Tornando alle categorie di contenuto preferite dagli italiani, segnano tassi di crescita positivi i servizi di streaming video e audio e i canali dedicati alla salute. Netflix, Prime Video e l’ultimo arrivato Disney + hanno incrementato il proprio pubblico del 26%. I vari portali di informazioni mediche hanno registrato un numero di visitatori pari a 31,4 milioni. Una crescita dell’1% nell’arco dell’ultimo anno. Stabili, invece, i siti di news. Nel 2020 il loro pubblico era di circa 38,1 milioni di persone. Un anno dopo è salito a 38,2 milioni. Un segnale forte per i media tradizionali. Il bisogno informativo è cresciuto a dismisura in un anno ma la loro audience è rimasta stabile. Un’indicazione del fatto che le persone hanno iniziato a diversificare le loro fonti con tutto ciò che questo può implicare a livello di autorevolezza e veridicità delle notizie.

I contenuti più consumati restano i video. Il 93% del pubblico guarda almeno un video al giorno online. Seguono la musica in streaming (il 61%) e i podcast (25%).

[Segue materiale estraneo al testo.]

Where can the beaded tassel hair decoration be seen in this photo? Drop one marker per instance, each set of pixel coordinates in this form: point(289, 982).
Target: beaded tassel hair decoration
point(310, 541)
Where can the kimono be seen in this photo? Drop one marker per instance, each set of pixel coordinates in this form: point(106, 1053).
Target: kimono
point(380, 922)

Molto interessante anche l’analisi del tempo trascorso quotidianamente online e i profili demografici degli internauti. Tra marzo 2020 e marzo 2021 gli italiani maggiorenni sono stati connessi per 2 ore e 53 minuti di media al giorno. Stringendo il focus sul solo marzo di quest’anno sono i più giovani (fascia d’età compresa tra i 18 e i 24 anni) a passare più tempo su internet con le loro 3 ore e 42 minuti quotidiani. Un tempo nettamente superiore alle 3 ore e 3 minuti dei 25-34enni, alle 2 ore e 56 minuti dei 35-44enni e alle 2 ore e 39 minuti degli over 45.

Tra i più giovani si nota anche una forte polarizzazione anche all’interno delle singole categorie. Il 29% del pubblico compreso tra i 18 e i 24 anni apprezza particolarmente la categoria entertainment. Il 28% predilige i social network mentre il 16% trascorre la maggior parte del tempo sulle app di instant messaging.